Retroviruses induce leukemia or lymphoma by randomly integrating into the genome and activating cellular proto-oncogenes or inactivating tumor suppressor genes. The retroviral integration sites in these tumors thus provide powerful genetic tags for cancer gene discovery (2, 8). Several disease genes identified by retroviral tagging in mouse tumors have also been causally associated with human disease (5, 12, 14, 16), validating the usefulness of this method for human cancer gene discovery.

Recently, an inverse PCR (IPCR) method was developed for cloning retroviral integration sites from mouse leukemias and lymphomas that dramatically increases the throughput of retroviral tagging for cancer gene discovery (12). This IPCR method was used to clone 419 retroviral integration sites from BXH2 myeloid leukemias and a few AKXD B- and T-cell tumors.
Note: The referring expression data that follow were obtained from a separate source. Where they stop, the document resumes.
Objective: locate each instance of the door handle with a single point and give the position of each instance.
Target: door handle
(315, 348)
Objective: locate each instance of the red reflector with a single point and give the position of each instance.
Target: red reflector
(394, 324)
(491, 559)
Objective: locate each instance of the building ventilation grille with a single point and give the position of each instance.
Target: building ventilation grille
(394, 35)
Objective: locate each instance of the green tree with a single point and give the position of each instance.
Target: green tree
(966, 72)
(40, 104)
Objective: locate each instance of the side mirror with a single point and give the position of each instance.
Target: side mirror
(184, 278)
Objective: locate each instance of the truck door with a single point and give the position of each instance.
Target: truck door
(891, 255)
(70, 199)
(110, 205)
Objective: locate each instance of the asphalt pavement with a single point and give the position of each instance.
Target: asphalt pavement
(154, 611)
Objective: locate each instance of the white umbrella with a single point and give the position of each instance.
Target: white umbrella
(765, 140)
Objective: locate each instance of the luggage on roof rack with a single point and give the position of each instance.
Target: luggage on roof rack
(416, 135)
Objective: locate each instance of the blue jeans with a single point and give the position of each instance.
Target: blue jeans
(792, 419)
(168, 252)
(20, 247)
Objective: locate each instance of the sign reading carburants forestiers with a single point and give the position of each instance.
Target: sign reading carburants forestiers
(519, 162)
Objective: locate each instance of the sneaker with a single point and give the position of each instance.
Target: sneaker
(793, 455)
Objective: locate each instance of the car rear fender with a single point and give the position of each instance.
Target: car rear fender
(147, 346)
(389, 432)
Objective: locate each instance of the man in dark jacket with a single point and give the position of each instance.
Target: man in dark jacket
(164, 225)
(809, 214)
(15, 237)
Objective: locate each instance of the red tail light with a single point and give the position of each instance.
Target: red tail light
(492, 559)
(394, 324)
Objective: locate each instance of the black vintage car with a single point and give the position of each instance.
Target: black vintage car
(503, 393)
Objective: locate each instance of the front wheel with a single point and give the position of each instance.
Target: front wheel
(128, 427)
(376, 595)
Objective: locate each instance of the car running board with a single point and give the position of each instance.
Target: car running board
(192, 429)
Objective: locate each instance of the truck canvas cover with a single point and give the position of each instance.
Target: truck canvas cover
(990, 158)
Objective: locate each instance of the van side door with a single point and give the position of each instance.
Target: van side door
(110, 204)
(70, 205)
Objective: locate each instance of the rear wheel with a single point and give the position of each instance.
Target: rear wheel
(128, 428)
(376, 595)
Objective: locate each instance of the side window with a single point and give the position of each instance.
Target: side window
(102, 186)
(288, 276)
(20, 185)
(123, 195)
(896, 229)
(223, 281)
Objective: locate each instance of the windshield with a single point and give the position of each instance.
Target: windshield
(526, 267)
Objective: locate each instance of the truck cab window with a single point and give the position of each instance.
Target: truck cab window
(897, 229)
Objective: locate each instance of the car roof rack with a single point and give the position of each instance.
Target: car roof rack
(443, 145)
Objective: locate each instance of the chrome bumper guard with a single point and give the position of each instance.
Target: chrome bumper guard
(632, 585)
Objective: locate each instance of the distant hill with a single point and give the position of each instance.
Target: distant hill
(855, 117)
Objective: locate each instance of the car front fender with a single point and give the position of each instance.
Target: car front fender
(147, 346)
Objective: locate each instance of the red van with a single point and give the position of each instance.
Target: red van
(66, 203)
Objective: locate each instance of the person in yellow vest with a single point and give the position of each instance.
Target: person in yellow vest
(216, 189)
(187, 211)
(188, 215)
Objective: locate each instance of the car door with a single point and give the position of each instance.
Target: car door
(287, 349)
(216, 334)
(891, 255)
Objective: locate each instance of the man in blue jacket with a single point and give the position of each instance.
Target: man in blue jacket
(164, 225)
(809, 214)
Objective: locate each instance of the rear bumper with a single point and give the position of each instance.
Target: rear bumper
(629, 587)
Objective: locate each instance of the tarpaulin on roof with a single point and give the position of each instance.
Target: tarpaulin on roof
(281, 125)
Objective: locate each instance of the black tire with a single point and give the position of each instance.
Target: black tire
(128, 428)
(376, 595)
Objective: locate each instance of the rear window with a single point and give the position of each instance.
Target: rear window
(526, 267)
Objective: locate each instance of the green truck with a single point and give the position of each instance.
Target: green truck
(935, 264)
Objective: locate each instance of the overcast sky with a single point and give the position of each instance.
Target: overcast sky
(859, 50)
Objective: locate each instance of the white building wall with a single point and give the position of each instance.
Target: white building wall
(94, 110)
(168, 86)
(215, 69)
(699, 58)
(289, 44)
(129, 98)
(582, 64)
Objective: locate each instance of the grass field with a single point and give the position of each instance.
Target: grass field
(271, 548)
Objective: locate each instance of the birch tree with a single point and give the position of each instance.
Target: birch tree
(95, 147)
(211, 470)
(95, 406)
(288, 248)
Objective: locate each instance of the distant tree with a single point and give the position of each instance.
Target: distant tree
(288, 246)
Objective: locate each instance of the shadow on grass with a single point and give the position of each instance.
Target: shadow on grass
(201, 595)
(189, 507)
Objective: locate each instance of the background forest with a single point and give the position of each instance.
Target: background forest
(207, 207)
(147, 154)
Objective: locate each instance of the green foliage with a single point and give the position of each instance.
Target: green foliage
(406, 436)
Approximately 1.2 to 1.4 kb of mouse genomic DNA was then sequenced from each IPCR product, and the sequences, termed proviral tagged sequences (PTSs), were compared with one another to look for sequence overlaps. Sequence overlaps for PTSs cloned from different tumors indicate a common viral integration site (CIS). The probability that two or more PTSs among the 419 PTSs scored would be located in the same small region of the genome by chance alone is very low and suggests that this region contains a disease gene that is mutated by viral integration. The PTSs were also BLAST searched against the nonredundant and expressed sequence tag databases to look for coding regions of known genes or for homology with already published CISs. In this way, 13% of the PTSs could be localized to known CISs, while 11% could be localized to novel CISs. Another 10% of sequences identified known genes, but these genes were hit only once in the tumor panel, while 8% hit expressed sequence tags of unknown function. Fifty-eight percent of the sequences were noninformative.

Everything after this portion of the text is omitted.